IL REBUS DELLE ALLEANZE Come anche nei Paesi Baschi, gli assi destra-sinistra e indipendentismo-unionismo non coincidono: sondaggi alla mano, le possibilità principali di ottenere i 68 seggi necessari per la maggioranza assoluta sono due. La prima è un governo delle sinistre, che unirebbe Psc, gli indipendentisti di Erc e altre formazioni minori; una convivenza non facile ma che di fatto riproduce quella attualmente in corso a Madrid, con la differenza che il cambio della guardia alla Generalitat fra socialisti ed Esquerra diminuirebbe il potere negoziale di questi ultimi e confermerebbe la bontà della strategia di Sanchez. Unico neo: il Psoe non avrebbe più scuse per non mantenere la promesse in materia di finanziamenti e infrastrutture.

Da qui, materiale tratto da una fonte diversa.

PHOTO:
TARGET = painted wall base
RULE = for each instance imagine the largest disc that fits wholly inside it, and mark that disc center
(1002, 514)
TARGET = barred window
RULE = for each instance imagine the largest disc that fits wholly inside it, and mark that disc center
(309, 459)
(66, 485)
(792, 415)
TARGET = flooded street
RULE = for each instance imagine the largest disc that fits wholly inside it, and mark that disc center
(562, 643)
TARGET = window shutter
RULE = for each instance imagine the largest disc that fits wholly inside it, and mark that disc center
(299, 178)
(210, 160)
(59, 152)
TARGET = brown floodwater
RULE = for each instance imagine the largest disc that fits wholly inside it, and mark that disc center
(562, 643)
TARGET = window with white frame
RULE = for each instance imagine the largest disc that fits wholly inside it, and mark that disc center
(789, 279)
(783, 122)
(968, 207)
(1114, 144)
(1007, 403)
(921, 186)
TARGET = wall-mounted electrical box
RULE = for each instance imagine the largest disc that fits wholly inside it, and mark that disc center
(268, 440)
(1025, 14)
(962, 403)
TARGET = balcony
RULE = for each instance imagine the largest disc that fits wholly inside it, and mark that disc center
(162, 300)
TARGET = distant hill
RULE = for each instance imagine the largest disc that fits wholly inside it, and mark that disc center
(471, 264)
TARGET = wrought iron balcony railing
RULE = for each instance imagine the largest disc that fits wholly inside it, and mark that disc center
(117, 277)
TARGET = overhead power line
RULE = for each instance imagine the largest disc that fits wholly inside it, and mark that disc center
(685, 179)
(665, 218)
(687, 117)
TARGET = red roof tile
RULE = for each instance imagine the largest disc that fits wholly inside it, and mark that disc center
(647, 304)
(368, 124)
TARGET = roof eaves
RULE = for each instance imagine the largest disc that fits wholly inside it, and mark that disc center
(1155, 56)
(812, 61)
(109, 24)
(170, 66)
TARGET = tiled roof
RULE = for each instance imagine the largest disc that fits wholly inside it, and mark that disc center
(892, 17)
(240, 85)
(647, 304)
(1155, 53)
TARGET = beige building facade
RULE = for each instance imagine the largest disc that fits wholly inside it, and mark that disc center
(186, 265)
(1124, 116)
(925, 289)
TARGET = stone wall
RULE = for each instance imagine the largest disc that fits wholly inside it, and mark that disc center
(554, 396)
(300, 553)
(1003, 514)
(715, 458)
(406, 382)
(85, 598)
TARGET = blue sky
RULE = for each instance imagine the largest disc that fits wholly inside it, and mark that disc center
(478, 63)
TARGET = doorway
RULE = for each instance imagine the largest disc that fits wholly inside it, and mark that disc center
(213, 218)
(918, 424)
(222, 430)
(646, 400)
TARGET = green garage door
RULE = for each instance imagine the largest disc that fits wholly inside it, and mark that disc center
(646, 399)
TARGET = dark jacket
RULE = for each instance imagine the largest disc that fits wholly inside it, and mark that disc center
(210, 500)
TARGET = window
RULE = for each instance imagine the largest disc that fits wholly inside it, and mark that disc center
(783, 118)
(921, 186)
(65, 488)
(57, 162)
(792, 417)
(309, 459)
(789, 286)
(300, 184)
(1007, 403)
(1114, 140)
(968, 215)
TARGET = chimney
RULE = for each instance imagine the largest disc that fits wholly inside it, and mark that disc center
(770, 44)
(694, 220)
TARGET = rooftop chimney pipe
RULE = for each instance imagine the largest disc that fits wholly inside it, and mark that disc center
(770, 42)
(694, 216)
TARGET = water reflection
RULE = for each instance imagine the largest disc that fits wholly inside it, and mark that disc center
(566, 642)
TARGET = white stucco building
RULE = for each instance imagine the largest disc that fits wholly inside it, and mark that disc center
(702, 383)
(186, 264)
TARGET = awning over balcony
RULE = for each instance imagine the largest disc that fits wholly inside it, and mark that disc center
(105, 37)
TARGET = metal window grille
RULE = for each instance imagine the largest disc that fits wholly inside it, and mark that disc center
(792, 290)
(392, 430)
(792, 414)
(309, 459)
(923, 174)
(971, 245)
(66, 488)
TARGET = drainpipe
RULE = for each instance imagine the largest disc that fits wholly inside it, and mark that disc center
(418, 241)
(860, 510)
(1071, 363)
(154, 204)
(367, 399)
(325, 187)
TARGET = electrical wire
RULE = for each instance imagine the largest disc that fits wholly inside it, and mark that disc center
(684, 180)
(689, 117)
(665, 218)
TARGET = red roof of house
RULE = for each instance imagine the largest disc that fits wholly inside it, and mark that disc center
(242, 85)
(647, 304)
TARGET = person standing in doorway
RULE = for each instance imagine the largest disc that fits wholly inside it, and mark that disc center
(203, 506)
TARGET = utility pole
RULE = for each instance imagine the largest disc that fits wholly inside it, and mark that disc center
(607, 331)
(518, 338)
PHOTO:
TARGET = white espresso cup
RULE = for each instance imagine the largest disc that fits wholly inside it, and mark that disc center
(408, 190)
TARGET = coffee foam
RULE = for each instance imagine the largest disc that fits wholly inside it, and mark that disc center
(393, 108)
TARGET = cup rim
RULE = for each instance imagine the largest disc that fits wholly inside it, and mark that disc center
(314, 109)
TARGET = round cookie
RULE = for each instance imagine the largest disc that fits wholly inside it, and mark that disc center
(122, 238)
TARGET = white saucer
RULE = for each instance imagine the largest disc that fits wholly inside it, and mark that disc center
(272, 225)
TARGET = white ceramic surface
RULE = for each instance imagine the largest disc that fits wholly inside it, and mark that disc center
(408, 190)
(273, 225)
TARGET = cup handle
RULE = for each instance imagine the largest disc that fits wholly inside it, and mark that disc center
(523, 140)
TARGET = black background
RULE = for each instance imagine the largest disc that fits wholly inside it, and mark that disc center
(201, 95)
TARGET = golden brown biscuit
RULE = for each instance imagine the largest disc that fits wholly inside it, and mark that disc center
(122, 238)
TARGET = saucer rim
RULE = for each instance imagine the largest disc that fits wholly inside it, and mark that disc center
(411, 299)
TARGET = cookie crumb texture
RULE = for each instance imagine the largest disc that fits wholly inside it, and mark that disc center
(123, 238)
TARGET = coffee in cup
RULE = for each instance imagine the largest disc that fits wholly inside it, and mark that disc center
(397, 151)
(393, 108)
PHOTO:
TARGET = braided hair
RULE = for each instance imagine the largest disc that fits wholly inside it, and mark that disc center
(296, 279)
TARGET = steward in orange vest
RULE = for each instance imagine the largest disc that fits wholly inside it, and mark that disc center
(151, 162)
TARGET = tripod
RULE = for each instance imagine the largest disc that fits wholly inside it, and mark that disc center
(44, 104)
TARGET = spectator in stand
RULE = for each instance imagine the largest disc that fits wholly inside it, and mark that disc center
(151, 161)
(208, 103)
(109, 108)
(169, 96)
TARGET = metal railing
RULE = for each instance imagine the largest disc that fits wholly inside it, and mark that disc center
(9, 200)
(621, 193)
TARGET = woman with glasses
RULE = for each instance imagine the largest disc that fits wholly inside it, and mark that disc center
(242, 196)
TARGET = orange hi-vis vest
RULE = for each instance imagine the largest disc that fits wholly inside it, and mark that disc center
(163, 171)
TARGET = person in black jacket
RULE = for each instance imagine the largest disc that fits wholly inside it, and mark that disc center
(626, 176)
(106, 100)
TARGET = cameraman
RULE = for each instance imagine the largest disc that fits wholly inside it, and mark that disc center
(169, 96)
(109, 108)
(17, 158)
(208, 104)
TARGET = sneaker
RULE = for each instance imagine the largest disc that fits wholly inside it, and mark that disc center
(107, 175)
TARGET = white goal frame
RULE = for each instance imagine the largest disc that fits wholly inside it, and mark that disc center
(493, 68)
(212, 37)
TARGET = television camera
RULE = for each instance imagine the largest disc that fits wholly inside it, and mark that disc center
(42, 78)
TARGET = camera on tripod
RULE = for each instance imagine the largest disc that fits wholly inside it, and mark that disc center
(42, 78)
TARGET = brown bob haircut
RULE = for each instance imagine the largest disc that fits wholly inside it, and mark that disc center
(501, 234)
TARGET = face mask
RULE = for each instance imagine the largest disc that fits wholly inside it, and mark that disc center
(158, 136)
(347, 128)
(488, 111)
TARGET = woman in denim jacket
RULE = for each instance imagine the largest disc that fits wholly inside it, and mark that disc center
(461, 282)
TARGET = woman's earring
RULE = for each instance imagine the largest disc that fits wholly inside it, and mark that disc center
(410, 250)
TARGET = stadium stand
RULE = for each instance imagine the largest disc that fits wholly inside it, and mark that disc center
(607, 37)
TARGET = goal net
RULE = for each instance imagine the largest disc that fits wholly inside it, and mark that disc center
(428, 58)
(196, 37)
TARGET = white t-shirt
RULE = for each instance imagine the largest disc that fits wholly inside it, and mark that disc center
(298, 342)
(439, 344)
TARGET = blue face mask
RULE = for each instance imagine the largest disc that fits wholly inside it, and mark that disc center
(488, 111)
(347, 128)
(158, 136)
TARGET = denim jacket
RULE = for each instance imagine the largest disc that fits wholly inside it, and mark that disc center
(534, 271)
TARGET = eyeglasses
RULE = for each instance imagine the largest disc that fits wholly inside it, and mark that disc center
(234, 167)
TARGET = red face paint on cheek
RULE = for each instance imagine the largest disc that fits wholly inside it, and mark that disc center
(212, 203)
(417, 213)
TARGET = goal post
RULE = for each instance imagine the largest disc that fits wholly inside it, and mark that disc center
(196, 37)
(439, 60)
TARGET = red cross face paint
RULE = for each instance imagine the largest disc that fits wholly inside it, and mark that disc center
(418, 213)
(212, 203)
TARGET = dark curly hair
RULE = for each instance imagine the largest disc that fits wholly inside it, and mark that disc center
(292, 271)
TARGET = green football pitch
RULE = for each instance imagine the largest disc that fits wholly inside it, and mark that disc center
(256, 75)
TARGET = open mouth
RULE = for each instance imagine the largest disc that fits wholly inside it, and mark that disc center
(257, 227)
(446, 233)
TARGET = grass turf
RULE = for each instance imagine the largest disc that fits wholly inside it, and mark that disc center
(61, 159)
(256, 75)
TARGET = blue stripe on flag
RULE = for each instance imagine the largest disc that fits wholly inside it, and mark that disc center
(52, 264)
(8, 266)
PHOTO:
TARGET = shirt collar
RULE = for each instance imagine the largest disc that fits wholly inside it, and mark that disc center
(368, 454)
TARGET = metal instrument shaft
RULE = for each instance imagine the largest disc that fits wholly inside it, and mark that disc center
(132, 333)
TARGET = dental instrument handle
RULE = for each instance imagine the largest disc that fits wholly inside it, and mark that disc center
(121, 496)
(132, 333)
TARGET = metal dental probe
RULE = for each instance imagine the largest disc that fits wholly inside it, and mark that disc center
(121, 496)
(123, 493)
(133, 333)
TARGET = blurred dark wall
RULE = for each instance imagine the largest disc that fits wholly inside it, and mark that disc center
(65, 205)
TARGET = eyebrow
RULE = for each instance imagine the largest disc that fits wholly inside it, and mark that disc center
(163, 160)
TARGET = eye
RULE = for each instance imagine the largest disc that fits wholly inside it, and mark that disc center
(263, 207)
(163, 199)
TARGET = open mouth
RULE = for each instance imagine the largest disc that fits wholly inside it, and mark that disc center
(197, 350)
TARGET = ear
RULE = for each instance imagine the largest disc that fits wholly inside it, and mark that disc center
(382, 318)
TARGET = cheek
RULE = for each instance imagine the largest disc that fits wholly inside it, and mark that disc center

La seconda possibilità è la riedizione di un governo indipendentista, alternativa più difficile visti i numeri, ma con una differenza fondamentale rispetto all’esecutivo uscente: a guidarlo non sarebbe più Erc ma i conservatori di Junts – ovvero Carles Puigdemont, cui si spalancherebbero le porte di un clamoroso ritorno sulla scena con tutte le incognite politiche e legali del caso. Se infatti Erc ha sostanzialmente accettato che il sostegno sociale all’indipendenza continua, ma il clima politico non è quello adatto e dunque meglio seguire la strada negoziale, Puigdemont ha assunto un atteggiamento più bellicoso e la sua presenza alla Generalitat significherebbe per Sanchez una navigazione agitata per il resto della legislatura e un’incognita nei rapporti fra Barcellona e Madrid. Per questo stesso motivo, una terza ipotetica possibilità – una coalizione Psc-Junts per cui vi sarebbero i numeri – appare del tutto improbabile.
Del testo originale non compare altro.